Şiddet böyle önlenemez!
.
Türkiye’de terör ve şiddetin her türü ile yıllardır o kadar iç içe yaşıyoruz ki maalesef artık toplumun bir “duyarsızlaşma” sürecine girmesi beklenen bir sonuç haline geldi. Normal olarak bir insanın hele de bir çocuğun hayatını kaybetmesi ya da tecavüze uğraması toplumda infial yaratırken son aylarda her gün bir başkasını duyduğumuz bu olaylar “sıradan haber” haline geliyor.
Toplum olarak “duyarsızlaşmaya direnmek ve tepki göstermek” zorundayız.
Bağışlanmaz suç!
Türkiye Kadın Dernekleri Federasyonu Başkanı Canan Güllü “Türkiye’de yaşanan ensest-aile içi tecavüz olaylarının Türkiye genelinde ‘yüzde 40’lara vardığını, bazılarının bu feci olayı gizlemeye bile gerek duymadığını” açıkladı.
TKDF Başkanı Canan Güllü ve çok sayıda kadın örgütünü bünyesinde toplayan bu dernek yıllardır “Türkiye Ensest Haritası” çıkarmak için çalışıyor.
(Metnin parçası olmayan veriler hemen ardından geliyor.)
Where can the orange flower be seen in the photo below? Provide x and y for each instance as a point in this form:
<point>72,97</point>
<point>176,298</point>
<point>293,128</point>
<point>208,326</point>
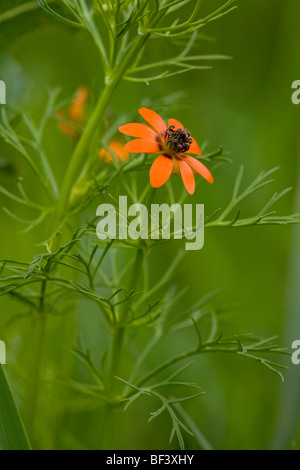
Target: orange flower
<point>76,114</point>
<point>117,150</point>
<point>172,143</point>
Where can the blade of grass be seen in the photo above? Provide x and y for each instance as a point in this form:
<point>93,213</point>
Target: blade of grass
<point>13,435</point>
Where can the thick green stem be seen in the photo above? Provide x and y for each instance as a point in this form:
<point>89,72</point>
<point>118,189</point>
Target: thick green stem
<point>79,157</point>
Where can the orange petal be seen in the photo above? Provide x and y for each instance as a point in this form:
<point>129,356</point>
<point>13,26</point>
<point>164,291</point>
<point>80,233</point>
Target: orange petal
<point>119,151</point>
<point>187,176</point>
<point>160,171</point>
<point>199,167</point>
<point>138,130</point>
<point>105,155</point>
<point>195,149</point>
<point>77,108</point>
<point>142,146</point>
<point>154,120</point>
<point>177,124</point>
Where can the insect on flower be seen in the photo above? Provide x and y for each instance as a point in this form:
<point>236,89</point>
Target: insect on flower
<point>173,143</point>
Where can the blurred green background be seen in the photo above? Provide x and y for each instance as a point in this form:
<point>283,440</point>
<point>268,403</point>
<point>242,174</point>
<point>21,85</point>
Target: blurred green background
<point>243,104</point>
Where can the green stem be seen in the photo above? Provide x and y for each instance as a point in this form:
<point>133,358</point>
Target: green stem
<point>31,399</point>
<point>78,159</point>
<point>111,412</point>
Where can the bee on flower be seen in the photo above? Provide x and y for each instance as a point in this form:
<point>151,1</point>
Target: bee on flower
<point>173,143</point>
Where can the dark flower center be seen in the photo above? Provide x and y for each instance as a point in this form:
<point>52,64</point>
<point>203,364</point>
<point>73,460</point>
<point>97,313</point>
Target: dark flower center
<point>178,140</point>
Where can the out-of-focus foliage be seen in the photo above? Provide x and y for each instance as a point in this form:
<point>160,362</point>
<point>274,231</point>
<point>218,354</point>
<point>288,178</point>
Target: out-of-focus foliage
<point>243,104</point>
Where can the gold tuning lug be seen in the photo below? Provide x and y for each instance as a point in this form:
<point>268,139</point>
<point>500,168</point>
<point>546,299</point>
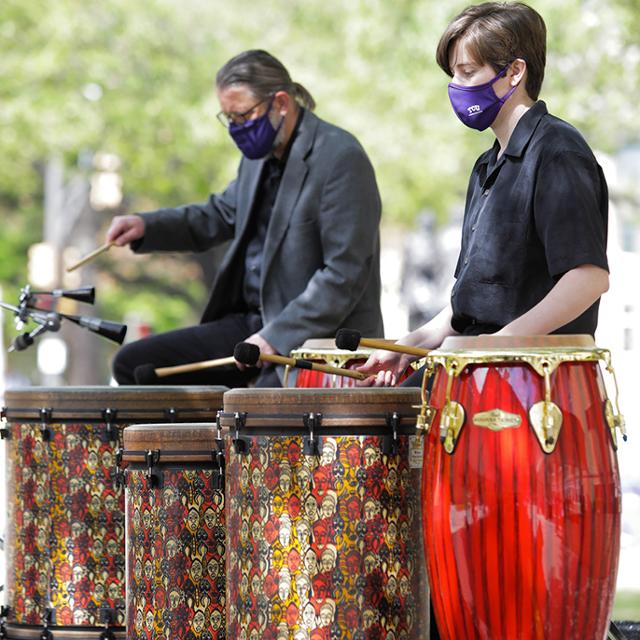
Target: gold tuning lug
<point>615,419</point>
<point>451,422</point>
<point>545,416</point>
Güllü; Din İşleri Yüksek Kurulu Dini Bilgilendirme Platformu’nun “bir babanın öz kızına şehvet duyması”na yönelik “haram değil” cevabıyla ilgili olarak “Diyanet web sitelerinde ensesti normalleştiren fetvalar vereceğine Milli Eğitim Bakanlığı, Sağlık Bakanlığı ve Adalet Bakanlığı bu konuya çözüm üretmeli” diyor.
Burada önemli olan 2 noktadan biri gerçekten de artık bakanlıkların daha fazla zaman kaybetmeden “bugüne kadar üzerine eğilmedikleri ama kadın ve çocukların hayatını mahveden” aile içi ve dışı tecavüz olaylarına köklü bir çözüm üretmeye çalışmasıdır. İkincisi ise Diyanet İşleri Başkanlığı’nın “açık suç sayılacak ve sosyal medyada günlerdir halkın tepkisini toplayan böyle bir mesajı nasıl yayınlayabildiği”nin araştırılmasıdır.
Sabotaj mı?
Diyanet ve Din İşleri Yüksek Kurulu bu olayın “elektronik ortamda yapılan bir hile ve tahrifat” olduğunu açıkladı ama böyle bir soru ve cevabın o sitede bulunması ve tepkiler üzerine kaldırılması konusunda bu açıklama yetersizdir. Bakanlıklardan daha yüksek bir bütçeye sahip olan Diyanet’in, çocukların taciz ve tecavüzlerle ömür boyu tarifsiz mağduriyetler yaşadığı insanlık dışı böylesi bir eylemle ilgili olarak bu tür bir büyük hataya izin vermemesi görevidir.
Hiçbir kurum ve hiçbir kişi din adına böyle yorumlar yapamaz, yaptığı takdirde mevcut suçun yanına bir de “İslam dinine ve toplumsal-insani değerlere zarar verme” suçu eklenir.
Kurum sorumlularının istifası gerekir.
Devletin görevi!
Aynı sıralarda Rize’de “İl Özel İdare Genel Sekreter Yardımcısı Mehmet Nuri Gezmiş’in yetiştirme yurdunda kalan 2 erkek çocuğa cinsel istismarı” haberi çıktı.
Soruşturma başlatıldı, sanık gözaltına alındı. Görüldüğü gibi bu insanlık dışı eylemler “devlete emanet edilmiş sahipsiz çocuklar”a bizzat devlet görevlileri tarafından da yapılıyor.
Diğer tarafta 3 çocuk annesi eşini acımasızca öldüren bir adamın cezası “mahkeme sürecinde saygın tutum, haksız tahrik” gibi gerekçelerle indirilebiliyor.
Türkiye’de şiddet “en ağır suçlara” göz yumma ile önlenemez, devlet bu gidişi durdurmak, yaptırımları uygulamak, kurumlarıyla ilgili suçlarda gerekeni yapmak zorundadır!
Diyanet İşleri’nin toplumun tepkisini çeken fetvaları da son bulmalıdır.